In deze zaak heeft de Hoge Raad op 14 november 2014 uitspraak gedaan in het cassatieberoep van belanghebbende tegen de uitspraak van het Gerechtshof te 's-Hertogenbosch. Het beroep in cassatie was gericht tegen de uitspraak van het Hof van 7 november 2012, waarin een navorderingsaanslag in de inkomstenbelasting/premie volksverzekeringen voor het jaar 1999 aan belanghebbende was opgelegd. De Hoge Raad heeft het beroep in cassatie gegrond verklaard, waarbij het Hof in zijn uitspraak niet in stand kon blijven. De middelen die door belanghebbende waren voorgesteld, zijn beoordeeld, waarbij middel 1 deels faalde en deels slaagde. Dit leidde tot de conclusie dat de zaak verwezen moest worden voor een nieuw onderzoek in volle omvang.
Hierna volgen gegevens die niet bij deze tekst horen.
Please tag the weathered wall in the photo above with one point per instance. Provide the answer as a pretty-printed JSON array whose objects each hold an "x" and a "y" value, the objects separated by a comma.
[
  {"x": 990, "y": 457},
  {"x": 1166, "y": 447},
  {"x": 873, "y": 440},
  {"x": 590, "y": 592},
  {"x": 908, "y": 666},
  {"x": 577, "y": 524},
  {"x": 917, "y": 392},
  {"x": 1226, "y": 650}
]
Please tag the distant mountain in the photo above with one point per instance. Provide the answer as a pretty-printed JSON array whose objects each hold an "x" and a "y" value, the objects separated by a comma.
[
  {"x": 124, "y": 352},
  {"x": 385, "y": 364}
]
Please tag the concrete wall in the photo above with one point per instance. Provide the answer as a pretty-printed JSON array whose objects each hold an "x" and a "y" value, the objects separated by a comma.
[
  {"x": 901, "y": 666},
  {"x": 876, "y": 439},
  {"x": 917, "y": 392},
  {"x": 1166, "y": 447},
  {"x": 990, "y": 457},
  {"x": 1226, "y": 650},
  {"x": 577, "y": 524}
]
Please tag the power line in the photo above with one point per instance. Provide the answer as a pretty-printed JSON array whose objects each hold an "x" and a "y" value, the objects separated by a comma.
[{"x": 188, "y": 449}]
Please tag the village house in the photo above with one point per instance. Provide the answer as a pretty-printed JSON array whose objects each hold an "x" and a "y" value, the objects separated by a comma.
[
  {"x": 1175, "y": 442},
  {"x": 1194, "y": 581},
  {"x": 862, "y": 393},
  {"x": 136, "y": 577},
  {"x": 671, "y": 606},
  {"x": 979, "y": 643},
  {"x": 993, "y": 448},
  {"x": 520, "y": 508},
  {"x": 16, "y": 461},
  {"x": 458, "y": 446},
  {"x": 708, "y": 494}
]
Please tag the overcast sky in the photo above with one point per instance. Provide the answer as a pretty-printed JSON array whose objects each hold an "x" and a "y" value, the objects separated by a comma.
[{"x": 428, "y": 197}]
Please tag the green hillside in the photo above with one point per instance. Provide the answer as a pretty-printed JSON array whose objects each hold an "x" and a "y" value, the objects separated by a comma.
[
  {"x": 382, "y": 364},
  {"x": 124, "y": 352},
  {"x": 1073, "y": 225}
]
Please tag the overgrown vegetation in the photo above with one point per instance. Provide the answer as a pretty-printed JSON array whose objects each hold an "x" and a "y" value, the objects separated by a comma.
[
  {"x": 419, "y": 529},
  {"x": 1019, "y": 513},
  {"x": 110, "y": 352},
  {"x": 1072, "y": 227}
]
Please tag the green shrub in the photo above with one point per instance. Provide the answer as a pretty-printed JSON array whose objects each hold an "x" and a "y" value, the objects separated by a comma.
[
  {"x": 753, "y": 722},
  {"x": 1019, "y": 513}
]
De Hoge Raad heeft ook opgemerkt dat de inspecteur op grond van artikel 8:42, lid 1, van de Algemene wet bestuursrecht (Awb) verplicht is om alle relevante stukken over te leggen aan de belanghebbende en de rechter. Indien een partij verzuimt deze stukken over te leggen, kan de bestuursrechter daaruit de nodige gevolgtrekkingen maken. Dit kan zelfs leiden tot het voorbijgaan aan het verzuim, afhankelijk van de omstandigheden.
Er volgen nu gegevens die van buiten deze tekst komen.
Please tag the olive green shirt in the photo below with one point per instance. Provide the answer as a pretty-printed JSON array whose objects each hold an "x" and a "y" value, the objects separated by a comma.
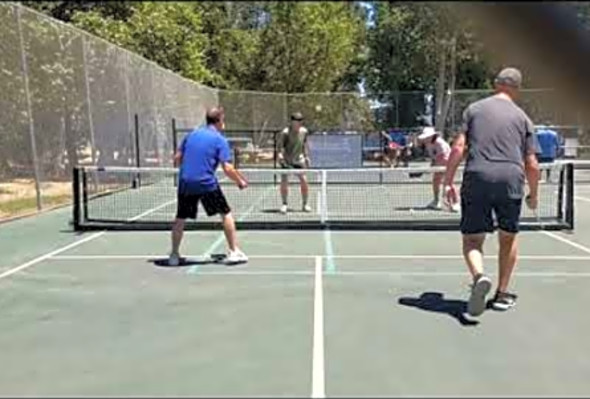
[{"x": 292, "y": 145}]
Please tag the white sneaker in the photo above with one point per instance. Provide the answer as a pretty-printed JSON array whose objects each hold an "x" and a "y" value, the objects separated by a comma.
[
  {"x": 235, "y": 257},
  {"x": 434, "y": 205},
  {"x": 173, "y": 260}
]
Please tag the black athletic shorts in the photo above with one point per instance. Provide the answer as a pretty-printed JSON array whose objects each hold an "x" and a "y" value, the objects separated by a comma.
[
  {"x": 291, "y": 166},
  {"x": 478, "y": 206},
  {"x": 214, "y": 203}
]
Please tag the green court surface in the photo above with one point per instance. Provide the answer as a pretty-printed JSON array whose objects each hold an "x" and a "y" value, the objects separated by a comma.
[{"x": 317, "y": 314}]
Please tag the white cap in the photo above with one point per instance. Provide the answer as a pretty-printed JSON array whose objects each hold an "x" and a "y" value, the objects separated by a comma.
[{"x": 427, "y": 132}]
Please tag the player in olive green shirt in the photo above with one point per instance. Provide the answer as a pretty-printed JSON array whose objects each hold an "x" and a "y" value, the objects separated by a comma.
[{"x": 293, "y": 154}]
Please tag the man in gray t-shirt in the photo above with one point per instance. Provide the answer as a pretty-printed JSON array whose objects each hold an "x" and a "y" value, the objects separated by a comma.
[{"x": 499, "y": 141}]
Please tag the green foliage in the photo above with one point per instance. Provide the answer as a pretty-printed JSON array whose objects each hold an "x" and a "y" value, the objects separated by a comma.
[
  {"x": 308, "y": 47},
  {"x": 166, "y": 33}
]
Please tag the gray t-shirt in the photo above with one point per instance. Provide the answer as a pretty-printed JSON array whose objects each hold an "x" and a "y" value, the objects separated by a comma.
[{"x": 499, "y": 135}]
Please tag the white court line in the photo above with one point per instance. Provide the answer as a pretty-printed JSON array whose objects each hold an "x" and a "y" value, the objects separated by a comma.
[
  {"x": 285, "y": 256},
  {"x": 565, "y": 240},
  {"x": 365, "y": 273},
  {"x": 52, "y": 254},
  {"x": 318, "y": 367},
  {"x": 49, "y": 255}
]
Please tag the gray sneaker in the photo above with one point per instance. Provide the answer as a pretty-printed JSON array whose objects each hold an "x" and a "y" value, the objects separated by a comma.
[
  {"x": 477, "y": 300},
  {"x": 503, "y": 301}
]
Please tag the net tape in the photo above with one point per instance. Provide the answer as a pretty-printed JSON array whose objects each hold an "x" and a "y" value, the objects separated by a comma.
[{"x": 390, "y": 198}]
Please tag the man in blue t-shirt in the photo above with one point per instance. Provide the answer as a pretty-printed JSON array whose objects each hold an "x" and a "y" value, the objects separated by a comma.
[
  {"x": 549, "y": 146},
  {"x": 198, "y": 156}
]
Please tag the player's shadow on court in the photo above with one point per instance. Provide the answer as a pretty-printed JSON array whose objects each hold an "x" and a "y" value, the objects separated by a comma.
[
  {"x": 215, "y": 259},
  {"x": 435, "y": 302}
]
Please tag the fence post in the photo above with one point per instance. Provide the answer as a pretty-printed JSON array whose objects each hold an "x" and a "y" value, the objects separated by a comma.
[
  {"x": 137, "y": 180},
  {"x": 25, "y": 69}
]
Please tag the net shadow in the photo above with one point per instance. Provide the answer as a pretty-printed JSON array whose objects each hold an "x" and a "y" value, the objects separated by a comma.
[{"x": 435, "y": 302}]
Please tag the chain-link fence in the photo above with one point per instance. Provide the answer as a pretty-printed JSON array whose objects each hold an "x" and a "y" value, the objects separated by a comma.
[{"x": 70, "y": 98}]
In de beslissing heeft de Hoge Raad de Staatssecretaris van Financiën veroordeeld in de proceskosten van het geding in cassatie, en heeft hij de Staat gelast om het griffierecht aan belanghebbende te vergoeden. De kosten voor beroepsmatig verleende rechtsbijstand zijn vastgesteld op een vierde van het totaalbedrag, wat resulteert in een vergoeding van € 1232,72 aan belanghebbende. De zaak is verwezen naar het Gerechtshof Amsterdam voor verdere behandeling en beslissing.